— John Young

May 11, 2026 · 5 min read

1. Main thesis (~250 words)

The real constraint on AI agent task size isn’t lines of code. It’s context.

Most people size tasks by gut feel — “that seems about right” — and then wonder why the agent spirals into corrections halfway through. Lines changed and files touched are secondary proxies. The actual limiter is how much context the agent burns reading, exploring, and running commands before it can start writing the diff.

This matters because model performance degrades as context fills. Chroma’s context-rot study measured 18 LLMs and found attention to context grows progressively less reliable as input length grows. Anthropic’s own engineering team says the same thing: bigger windows don’t fix it — they just push the degradation further out.

So the sizing question is therefore: can this task finish before the agent’s reasoning quality degrades?

That reframes everything.

You stop asking “how many lines of code?” and start asking “how many files does the agent have to read to make a safe change?” You stop asking “is this small?” and start asking “is this one coherent thing with a single verifiable boundary?” Layer boundaries become natural seams. The one-sentence diff test becomes a real sizing tool, not a cute heuristic.

The well-sized task is the one where the agent can finish before the context window starts forgetting what you asked for.

That’s it. That’s the whole game.

Question: What’s the last task you handed to an agent where you knew, in hindsight, the real cost was context burn — not complexity?

2. Framework carousel (5–8 slides)

Slide 1 — Hook: Most people size agent tasks wrong. They count lines of code. The Sizing Decision Flowchart asks five questions instead.

Slide 2 — One-sentence diff test: Can you describe the expected diff in one sentence? If no, the task needs decomposition. “Add a nullable phone_number column with up/down migration” is one sentence. “Add phone number support across the stack” is not.

Slide 3 — Independent verifiability: Can the result be verified without the next task being done first? If no, you’ve either scoped too small (a fragment) or too entangled (restructure it). Each well-sized task is a checkpoint where you can say “this works” or “this doesn’t.”

Slide 4 — Layer boundaries: Does the task cross multiple architectural layers? Migration plus endpoint plus UI plus docs isn’t one task — it’s four. Each layer is a natural seam because each layer can be verified independently.

Slide 5 — Context burn: Does the agent need to read more than ~10 files to understand enough to make a safe change? If yes, either the task is too broad, or you haven’t pre-loaded enough context in the spec to shrink the exploration phase.

Slide 6 — Don’t over-decompose: Could you do it faster manually than writing the spec? If yes, bundle it with the next logical step. Max effort on a trivial task wastes context. Match the investment to the task.

Slide 7 — CTA: Read the full post — link in comments.

Question: Which of these five questions catches the most badly-sized tasks on your team?

3. Contrarian take (~100 words)

Count files read, not files changed.

Files-changed is the metric every engineering culture already tracks — PR size, diff lines, “small change.” For AI agents, it’s the wrong number. The bigger cost is how many files the agent has to read to understand enough context to make those changes safely. Twenty file reads before the first line of output is significant context burn before any real work begins.
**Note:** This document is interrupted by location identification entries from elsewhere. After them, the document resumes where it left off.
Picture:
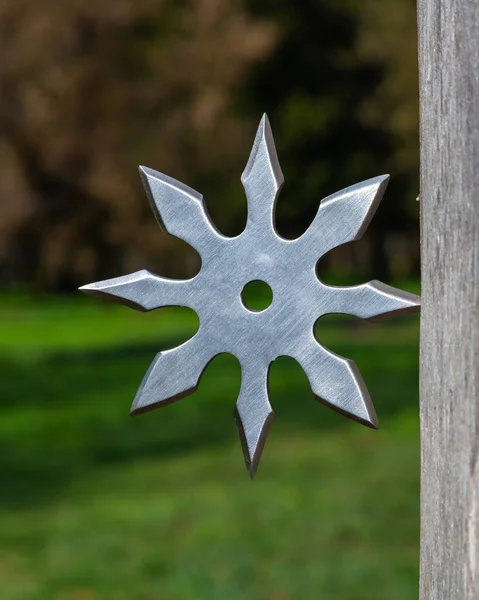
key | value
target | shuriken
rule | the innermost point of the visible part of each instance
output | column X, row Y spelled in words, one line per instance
column 299, row 297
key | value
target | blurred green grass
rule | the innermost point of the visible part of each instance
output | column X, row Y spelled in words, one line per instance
column 95, row 505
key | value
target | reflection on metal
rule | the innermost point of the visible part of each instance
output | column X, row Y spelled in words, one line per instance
column 299, row 297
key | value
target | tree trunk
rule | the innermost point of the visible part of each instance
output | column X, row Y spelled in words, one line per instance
column 449, row 103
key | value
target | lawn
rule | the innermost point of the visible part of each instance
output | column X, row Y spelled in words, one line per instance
column 96, row 505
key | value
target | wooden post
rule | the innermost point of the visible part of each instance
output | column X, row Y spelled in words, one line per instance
column 449, row 110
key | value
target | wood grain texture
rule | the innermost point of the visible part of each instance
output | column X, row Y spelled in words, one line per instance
column 449, row 83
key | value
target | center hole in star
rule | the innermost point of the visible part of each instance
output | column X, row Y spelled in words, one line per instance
column 257, row 295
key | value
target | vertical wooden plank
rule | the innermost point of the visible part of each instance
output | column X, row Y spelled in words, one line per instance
column 449, row 109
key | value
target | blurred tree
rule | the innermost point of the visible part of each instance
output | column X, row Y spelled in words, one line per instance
column 342, row 90
column 90, row 90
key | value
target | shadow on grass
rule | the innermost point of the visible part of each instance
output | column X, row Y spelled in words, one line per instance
column 68, row 412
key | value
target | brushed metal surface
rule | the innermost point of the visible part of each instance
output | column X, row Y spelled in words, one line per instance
column 257, row 338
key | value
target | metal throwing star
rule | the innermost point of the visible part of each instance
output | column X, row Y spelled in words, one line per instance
column 299, row 297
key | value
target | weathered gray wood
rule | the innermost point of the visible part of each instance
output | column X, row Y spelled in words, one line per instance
column 449, row 81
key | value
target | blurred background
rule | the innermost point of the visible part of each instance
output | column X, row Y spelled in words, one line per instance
column 95, row 505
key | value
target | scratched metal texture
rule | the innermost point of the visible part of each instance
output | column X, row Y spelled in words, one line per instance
column 285, row 328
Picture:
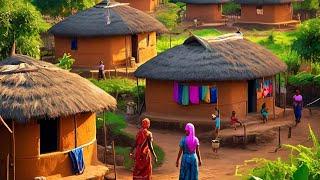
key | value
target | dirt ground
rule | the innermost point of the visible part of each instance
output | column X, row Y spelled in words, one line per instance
column 223, row 165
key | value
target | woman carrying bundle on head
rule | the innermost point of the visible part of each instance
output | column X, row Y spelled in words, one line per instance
column 191, row 159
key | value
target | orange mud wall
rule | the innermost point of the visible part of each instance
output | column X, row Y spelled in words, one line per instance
column 204, row 12
column 143, row 5
column 271, row 13
column 113, row 51
column 30, row 163
column 232, row 96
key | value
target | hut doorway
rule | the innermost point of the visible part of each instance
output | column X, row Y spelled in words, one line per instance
column 252, row 96
column 135, row 47
column 49, row 135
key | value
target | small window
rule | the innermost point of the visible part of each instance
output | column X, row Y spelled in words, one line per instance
column 49, row 135
column 148, row 40
column 74, row 44
column 259, row 10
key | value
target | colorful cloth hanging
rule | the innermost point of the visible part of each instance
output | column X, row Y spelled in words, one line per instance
column 185, row 95
column 194, row 94
column 213, row 95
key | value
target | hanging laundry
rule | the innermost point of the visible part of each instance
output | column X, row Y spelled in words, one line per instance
column 213, row 95
column 185, row 95
column 176, row 92
column 194, row 94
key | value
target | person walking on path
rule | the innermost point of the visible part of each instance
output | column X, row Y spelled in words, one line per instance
column 142, row 158
column 297, row 106
column 191, row 159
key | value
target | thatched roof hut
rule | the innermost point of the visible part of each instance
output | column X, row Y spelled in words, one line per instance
column 46, row 114
column 206, row 11
column 33, row 89
column 236, row 70
column 198, row 59
column 112, row 32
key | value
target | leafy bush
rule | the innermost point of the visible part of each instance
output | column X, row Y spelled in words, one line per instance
column 231, row 8
column 66, row 61
column 304, row 164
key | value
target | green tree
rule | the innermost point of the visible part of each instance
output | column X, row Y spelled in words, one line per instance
column 307, row 43
column 20, row 23
column 62, row 7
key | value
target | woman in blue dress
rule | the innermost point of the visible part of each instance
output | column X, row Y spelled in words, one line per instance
column 191, row 159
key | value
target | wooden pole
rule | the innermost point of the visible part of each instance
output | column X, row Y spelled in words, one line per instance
column 14, row 151
column 75, row 131
column 114, row 161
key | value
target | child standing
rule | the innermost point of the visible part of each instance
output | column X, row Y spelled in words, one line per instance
column 234, row 120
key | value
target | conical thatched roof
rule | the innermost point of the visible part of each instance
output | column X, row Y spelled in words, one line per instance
column 228, row 57
column 204, row 1
column 34, row 89
column 93, row 22
column 261, row 2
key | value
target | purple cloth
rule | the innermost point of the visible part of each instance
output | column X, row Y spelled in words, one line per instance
column 176, row 92
column 191, row 140
column 194, row 94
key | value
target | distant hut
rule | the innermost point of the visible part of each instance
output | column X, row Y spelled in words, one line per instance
column 207, row 11
column 110, row 32
column 269, row 12
column 143, row 5
column 50, row 112
column 230, row 72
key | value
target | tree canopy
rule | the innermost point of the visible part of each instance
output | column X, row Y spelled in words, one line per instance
column 307, row 43
column 20, row 22
column 62, row 7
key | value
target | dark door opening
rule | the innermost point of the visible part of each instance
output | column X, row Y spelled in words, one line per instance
column 252, row 96
column 49, row 135
column 135, row 47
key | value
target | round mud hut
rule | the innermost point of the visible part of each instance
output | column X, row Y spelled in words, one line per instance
column 205, row 11
column 110, row 32
column 142, row 5
column 186, row 83
column 267, row 12
column 47, row 118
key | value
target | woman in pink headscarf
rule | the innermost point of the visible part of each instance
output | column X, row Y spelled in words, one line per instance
column 191, row 159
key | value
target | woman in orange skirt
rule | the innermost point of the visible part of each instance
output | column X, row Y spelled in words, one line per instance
column 144, row 148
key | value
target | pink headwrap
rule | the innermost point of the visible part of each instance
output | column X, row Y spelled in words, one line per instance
column 191, row 140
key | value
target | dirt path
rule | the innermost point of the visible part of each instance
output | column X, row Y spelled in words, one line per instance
column 223, row 165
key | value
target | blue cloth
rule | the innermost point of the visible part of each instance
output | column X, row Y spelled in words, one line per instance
column 77, row 161
column 218, row 122
column 298, row 112
column 189, row 163
column 213, row 95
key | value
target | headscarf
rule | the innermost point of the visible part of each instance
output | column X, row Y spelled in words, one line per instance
column 191, row 140
column 145, row 124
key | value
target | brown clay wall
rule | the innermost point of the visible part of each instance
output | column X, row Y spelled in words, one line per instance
column 231, row 96
column 147, row 50
column 271, row 13
column 112, row 50
column 204, row 13
column 30, row 163
column 143, row 5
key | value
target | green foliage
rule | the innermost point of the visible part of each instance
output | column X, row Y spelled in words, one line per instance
column 66, row 61
column 62, row 7
column 22, row 23
column 304, row 164
column 231, row 8
column 307, row 42
column 169, row 16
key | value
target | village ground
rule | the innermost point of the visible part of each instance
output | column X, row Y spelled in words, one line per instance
column 223, row 165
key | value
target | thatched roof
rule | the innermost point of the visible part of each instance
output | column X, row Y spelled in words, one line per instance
column 228, row 57
column 93, row 22
column 261, row 2
column 32, row 89
column 204, row 1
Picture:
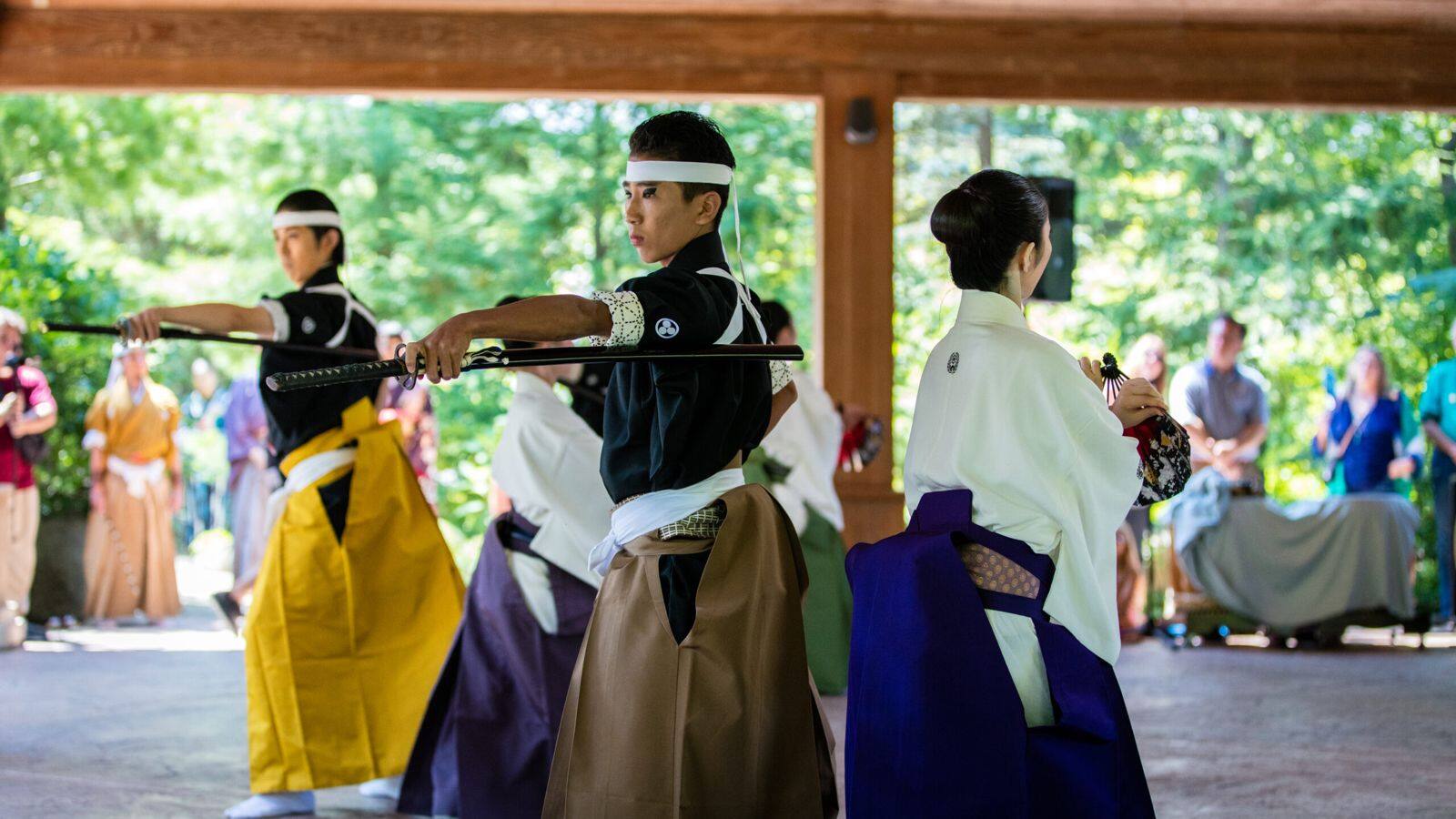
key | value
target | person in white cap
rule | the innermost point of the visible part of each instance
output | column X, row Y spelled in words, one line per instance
column 357, row 596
This is also where a well-written task spec pays for itself. Relevant files, reference implementations, architectural notes — they’re not nice-to-have. They’re the difference between a fresh context and a half-spent one.

Question: When was the last time you counted files read on an agent task? Or do you only count files changed?

4. War story

The companion post on task anatomy ends with a worked example: add an optional phone number to user registration. Accepted on signup, persisted on the user record, returned by the API.

Tempting to hand to an agent as one task. Don’t.

It decomposes into four — one per architectural layer. Migration adds the nullable column with reversible up/down SQL. Model regenerates the sqlc queries against the updated struct. Service adds ValidatePhone using validate.PhoneE164, with table-driven tests. Handler wires the field through POST and GET, with integration tests.

Each milestone is independently verifiable. The migration runs in isolation. The service tests pass without the handler. The handler tests pass without touching the migration again. If step 3 fails, you don’t lose steps 1 and 2.

The diff fits in one sentence per task. The agent reads ~5 files per task, not 20. Each task lands well under the 200 LOC ceiling. Every gate of the sizing flowchart passes.

One feature, four well-sized tasks, four clean commits.

Question: When you’ve split a feature this way, did you find the layer boundary was the seam — or did you fight it?

5. Tactical tip

If you can’t describe the expected diff in one sentence, the task is either too big or needs decomposition.

That’s the test. Try it before you start the session. “Add a nullable phone_number column to the users table with an up and down migration” — one sentence, well-sized. “Add phone number support across the full stack” — multiple sentences, multiple tasks.

The Claude Code docs use this as a plan-or-execute litmus: skip the plan if the diff fits in one sentence. Flipped, it’s a sizing tool. If you need three clauses to describe what’s changing, you’re handing the agent a task that will spiral.

Question: What’s the last task you started where the one-sentence test would have caught the spiral before it began?